Dari pengalaman ketiga tokoh tersebut ada satu pelajaran berharga yang bisa kita petik: PANTANG BERHENTI BELAJAR SEBELUM AJAL. Setinggi apapun posisi kita dalam organisasi yang kita pimpin, sehebat apapun pencapaian yg pernah kita raih, sebaik apapun diri kita di hadapan banyak orang, jangan pernah berhenti belajar. Sebab saat kita memutuskan untuk berhenti belajar, saat itu pula kita berhenti untuk tumbuh. Saat kita berhenti tumbuh, saat itu pula kita akan merasa semakin kewalahan menjalani kehidupan. Mengapa? Karena tantangan akan terus bertumbuh seiring dengan waktu yang terus bertambah.

Saat dulu kita masih dalam rahim ibu kita, semua asupan gizi, oksigen, dsb. kita peroleh dari ibu kita. Saat kita baru lahir, kita belajar untuk melihat, mendengar, bernapas, dan mencari makan. Saat kita balita kita belajar untuk berjalan, makan dan minum sendiri, tidur sendiri, mandi sendiri. Beranjak dewasa kita belajar lagi untuk mengatur kehidupan kita sendiri. Saat dewasa kita belajar untuk benar-benar bertanggung jawab atas kehidupan kita. Saat menikah, kita belajar lagi untuk berbagi kehidupan dengan pasangan kita. Belajar untuk menanggung kehidupan dan mendidik keluarga kita. Demikian pula jika kita memiliki anak, kita dituntut untuk belajar menjadi orangtua yang bijak, belajar membagi waktu, tenaga, perhatian untuk anak. Dan seterusnya.

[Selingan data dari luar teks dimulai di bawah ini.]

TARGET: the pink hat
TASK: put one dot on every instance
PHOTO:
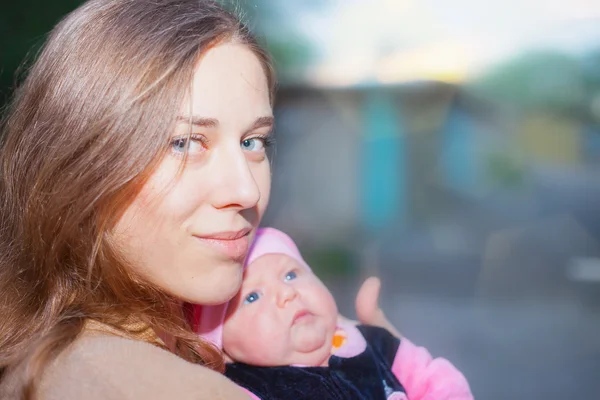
(207, 321)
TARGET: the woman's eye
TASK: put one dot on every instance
(253, 144)
(180, 145)
(251, 298)
(290, 275)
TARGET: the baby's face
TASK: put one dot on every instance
(283, 315)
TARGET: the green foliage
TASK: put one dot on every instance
(504, 170)
(331, 262)
(539, 80)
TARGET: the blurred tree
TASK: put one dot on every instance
(23, 27)
(538, 80)
(276, 22)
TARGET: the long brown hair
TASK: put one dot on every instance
(83, 132)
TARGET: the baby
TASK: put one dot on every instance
(283, 340)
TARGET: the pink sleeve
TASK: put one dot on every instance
(252, 395)
(425, 378)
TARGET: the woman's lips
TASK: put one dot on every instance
(233, 245)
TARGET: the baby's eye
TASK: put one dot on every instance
(251, 298)
(290, 275)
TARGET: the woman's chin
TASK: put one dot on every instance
(220, 292)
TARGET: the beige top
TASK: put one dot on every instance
(100, 365)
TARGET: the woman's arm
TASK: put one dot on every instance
(427, 378)
(367, 306)
(108, 367)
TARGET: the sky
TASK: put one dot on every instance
(451, 40)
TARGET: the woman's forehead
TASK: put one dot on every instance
(229, 81)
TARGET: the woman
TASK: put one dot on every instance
(134, 176)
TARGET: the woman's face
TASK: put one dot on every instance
(188, 231)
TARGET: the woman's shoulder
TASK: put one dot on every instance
(104, 366)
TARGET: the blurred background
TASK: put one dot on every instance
(451, 148)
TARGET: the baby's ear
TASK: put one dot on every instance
(228, 359)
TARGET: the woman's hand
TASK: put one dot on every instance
(367, 306)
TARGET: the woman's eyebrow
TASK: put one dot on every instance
(262, 122)
(213, 123)
(199, 121)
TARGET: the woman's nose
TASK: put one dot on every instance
(236, 184)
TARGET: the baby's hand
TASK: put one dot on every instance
(367, 306)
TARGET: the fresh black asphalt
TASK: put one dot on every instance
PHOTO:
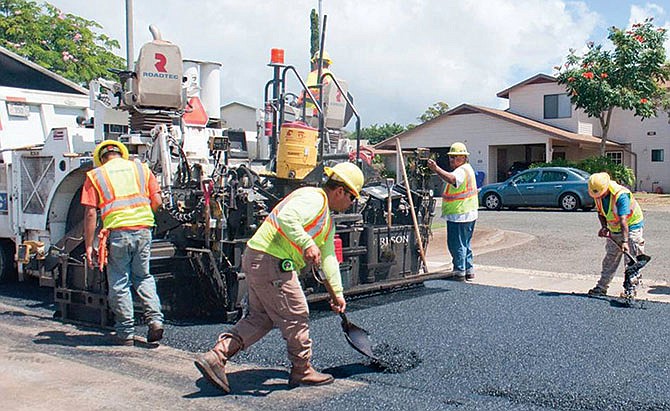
(481, 348)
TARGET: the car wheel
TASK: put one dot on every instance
(569, 202)
(492, 201)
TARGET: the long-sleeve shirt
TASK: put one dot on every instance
(303, 207)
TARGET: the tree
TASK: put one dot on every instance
(63, 43)
(374, 134)
(314, 33)
(434, 111)
(629, 77)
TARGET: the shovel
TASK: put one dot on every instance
(358, 338)
(634, 264)
(386, 253)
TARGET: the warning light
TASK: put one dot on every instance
(277, 56)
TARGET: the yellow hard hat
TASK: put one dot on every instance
(598, 184)
(326, 57)
(349, 174)
(107, 146)
(458, 149)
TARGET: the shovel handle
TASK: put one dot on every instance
(329, 288)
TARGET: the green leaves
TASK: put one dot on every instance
(434, 111)
(63, 43)
(629, 76)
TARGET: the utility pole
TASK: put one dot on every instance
(319, 18)
(130, 52)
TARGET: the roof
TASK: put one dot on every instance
(536, 79)
(18, 72)
(554, 132)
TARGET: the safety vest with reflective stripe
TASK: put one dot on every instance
(461, 199)
(123, 193)
(613, 219)
(271, 239)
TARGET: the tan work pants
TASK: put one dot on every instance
(614, 254)
(275, 300)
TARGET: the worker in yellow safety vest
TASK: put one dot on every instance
(459, 209)
(127, 194)
(299, 231)
(621, 219)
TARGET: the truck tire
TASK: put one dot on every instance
(7, 268)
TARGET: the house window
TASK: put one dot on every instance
(616, 156)
(557, 106)
(657, 155)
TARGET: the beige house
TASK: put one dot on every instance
(542, 124)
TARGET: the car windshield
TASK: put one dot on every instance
(581, 173)
(527, 177)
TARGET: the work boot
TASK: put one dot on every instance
(155, 332)
(212, 364)
(598, 291)
(458, 275)
(308, 376)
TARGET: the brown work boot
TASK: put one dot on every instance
(308, 376)
(155, 332)
(212, 364)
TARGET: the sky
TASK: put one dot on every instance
(398, 57)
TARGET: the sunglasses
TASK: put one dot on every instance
(352, 196)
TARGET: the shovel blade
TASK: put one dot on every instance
(640, 261)
(358, 338)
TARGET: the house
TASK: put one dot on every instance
(539, 124)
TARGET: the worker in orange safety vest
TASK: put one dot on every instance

See? Jadi, bagi kita yang enggan untuk belajar menghadapi hal-hal baru, bagi kita yang tak mau repot belajar menyelesaikan setiap tantangan kehidupan, siap-siap saja untuk mengalami berbagai kesulitan. Sedangkan bagi kita yang siap untuk terus menerus belajar kapan pun, di mana pun dan dari siapa pun, bersiaplah untuk terus bertumbuh dan bersinar, kemudian menjadi orang yang bermakna bagi kehidupan.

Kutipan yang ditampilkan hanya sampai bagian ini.